Samhain is a deeply mystical crossing-over time in the northern hemisphere, when Mother Nature “withdraws her green mantle from the Earth, and with a last stunning flourish of color, her power withdraws into the ground. [The Celtic goddess named] Cailleach oversees this transformation. She is the one who watches over the culling of old growth. She is the Death Goddess who lets die what is no longer needed. She is the guardian of the seed, the keeper of the essential life force. She holds the very essence of power.” (Prayers for the Wild Heart Tribe, by Gail Faith Edwards, p. 95)

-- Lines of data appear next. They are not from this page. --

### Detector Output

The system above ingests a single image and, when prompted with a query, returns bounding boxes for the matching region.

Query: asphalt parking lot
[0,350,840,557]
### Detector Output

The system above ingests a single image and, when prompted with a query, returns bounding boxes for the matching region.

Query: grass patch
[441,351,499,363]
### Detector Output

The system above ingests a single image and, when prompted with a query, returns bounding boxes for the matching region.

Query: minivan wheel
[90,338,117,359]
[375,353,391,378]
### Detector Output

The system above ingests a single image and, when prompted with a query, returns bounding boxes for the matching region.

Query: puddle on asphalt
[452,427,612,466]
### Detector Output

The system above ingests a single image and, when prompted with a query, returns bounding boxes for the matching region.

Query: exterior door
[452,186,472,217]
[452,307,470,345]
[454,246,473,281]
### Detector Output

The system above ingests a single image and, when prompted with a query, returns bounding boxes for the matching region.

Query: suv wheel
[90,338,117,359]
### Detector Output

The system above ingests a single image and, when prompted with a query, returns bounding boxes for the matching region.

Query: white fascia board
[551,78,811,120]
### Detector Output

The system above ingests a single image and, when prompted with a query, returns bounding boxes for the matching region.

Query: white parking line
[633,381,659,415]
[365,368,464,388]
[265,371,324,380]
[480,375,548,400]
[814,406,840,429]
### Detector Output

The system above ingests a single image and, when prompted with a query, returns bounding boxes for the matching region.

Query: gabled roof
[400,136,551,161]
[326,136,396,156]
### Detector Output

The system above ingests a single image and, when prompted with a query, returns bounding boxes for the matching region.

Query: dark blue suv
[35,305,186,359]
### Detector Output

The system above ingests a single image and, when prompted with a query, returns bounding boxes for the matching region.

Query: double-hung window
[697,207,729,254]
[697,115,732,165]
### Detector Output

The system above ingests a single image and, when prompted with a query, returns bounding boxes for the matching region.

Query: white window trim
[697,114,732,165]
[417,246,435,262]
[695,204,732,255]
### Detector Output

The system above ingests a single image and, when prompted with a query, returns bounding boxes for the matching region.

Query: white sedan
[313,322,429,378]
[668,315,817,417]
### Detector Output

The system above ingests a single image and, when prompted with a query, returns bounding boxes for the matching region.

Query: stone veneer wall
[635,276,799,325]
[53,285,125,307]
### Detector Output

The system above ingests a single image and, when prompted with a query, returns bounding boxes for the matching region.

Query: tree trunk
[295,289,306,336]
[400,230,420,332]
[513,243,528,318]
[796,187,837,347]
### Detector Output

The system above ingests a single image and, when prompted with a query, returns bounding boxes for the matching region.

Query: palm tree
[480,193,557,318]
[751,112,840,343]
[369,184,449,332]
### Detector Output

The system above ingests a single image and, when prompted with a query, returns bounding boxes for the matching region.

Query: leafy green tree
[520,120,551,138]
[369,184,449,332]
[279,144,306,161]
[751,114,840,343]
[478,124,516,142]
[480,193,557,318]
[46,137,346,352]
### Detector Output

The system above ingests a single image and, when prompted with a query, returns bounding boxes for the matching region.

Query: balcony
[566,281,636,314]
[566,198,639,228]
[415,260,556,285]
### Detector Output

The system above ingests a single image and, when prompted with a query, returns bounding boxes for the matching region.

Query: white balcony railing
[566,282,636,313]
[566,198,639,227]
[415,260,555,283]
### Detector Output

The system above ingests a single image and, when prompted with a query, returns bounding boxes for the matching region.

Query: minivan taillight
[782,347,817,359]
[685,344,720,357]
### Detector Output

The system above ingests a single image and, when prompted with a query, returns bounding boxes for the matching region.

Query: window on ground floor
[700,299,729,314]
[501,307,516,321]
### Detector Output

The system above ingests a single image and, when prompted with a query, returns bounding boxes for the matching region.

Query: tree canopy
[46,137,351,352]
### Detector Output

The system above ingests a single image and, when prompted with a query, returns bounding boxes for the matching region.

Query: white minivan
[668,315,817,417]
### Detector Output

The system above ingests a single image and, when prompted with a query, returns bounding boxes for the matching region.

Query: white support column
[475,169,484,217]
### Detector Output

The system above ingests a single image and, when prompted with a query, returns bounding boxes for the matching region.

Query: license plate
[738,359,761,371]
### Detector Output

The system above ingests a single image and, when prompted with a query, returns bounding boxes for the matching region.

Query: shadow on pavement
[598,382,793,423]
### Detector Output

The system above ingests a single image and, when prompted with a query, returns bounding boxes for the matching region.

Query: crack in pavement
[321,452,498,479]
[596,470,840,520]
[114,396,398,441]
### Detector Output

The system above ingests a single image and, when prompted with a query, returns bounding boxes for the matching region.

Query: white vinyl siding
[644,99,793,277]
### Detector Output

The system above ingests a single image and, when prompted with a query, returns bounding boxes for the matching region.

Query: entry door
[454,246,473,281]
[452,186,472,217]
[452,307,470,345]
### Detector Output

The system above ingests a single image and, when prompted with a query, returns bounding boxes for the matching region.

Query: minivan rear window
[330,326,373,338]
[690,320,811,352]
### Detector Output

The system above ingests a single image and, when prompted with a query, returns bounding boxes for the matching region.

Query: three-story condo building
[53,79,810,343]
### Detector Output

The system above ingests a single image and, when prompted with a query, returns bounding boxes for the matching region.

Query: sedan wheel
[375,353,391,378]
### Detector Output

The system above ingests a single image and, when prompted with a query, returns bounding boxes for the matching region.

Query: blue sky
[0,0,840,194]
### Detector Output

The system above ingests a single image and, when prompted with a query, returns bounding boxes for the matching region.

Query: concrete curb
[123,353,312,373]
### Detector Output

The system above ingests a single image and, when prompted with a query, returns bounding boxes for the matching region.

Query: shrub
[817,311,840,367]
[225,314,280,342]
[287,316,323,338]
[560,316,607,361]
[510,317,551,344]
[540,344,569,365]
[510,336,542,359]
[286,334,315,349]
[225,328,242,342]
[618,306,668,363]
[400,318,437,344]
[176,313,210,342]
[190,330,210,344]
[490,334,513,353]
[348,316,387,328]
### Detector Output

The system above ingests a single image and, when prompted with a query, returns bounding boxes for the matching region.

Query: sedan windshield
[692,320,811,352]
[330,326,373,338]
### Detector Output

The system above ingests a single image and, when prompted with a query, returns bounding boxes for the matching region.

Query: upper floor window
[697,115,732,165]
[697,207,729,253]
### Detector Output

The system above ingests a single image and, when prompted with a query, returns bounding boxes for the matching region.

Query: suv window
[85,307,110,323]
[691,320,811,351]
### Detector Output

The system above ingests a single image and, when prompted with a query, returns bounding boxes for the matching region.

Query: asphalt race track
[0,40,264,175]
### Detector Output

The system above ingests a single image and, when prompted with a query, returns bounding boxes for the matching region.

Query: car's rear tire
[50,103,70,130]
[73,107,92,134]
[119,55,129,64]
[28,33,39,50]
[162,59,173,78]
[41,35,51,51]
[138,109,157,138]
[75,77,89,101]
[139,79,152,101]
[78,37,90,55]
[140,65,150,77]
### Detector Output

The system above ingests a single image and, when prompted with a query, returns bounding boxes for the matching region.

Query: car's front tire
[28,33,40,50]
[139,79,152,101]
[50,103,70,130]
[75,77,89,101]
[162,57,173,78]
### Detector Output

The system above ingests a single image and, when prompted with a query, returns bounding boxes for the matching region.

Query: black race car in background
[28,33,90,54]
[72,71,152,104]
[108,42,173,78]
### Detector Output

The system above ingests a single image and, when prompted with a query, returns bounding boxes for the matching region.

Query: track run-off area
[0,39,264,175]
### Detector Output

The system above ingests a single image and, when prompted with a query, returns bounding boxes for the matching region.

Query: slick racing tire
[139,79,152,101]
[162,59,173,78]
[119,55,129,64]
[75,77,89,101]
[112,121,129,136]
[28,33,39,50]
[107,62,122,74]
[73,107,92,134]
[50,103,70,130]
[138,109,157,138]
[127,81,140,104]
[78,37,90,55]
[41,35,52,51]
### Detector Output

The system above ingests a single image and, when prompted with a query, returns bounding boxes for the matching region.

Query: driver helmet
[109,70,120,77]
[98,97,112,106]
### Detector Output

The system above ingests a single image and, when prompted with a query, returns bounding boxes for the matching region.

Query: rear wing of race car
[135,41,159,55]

The Cailleach by Judith Shaw
Samhain fires were traditionally burned to cleanse the fields after harvest (known as stubble burning), but also to observe the transformation from one season to another. If you have access to a fireplace or fire pit, October 31 is a great night for fire rituals! If not, burning candles and meditating on the sunset will do. This is a time for deep reflection, looking back, and taking stock. You can write down and burn whatever it is that you want to say goodbye to, as you prepare for the hibernal season ahead.
I wish you and yours a blessed Samhain. May magic abound in the turning of the seasonal wheel, and may it bring you peace, love, happiness, and joy.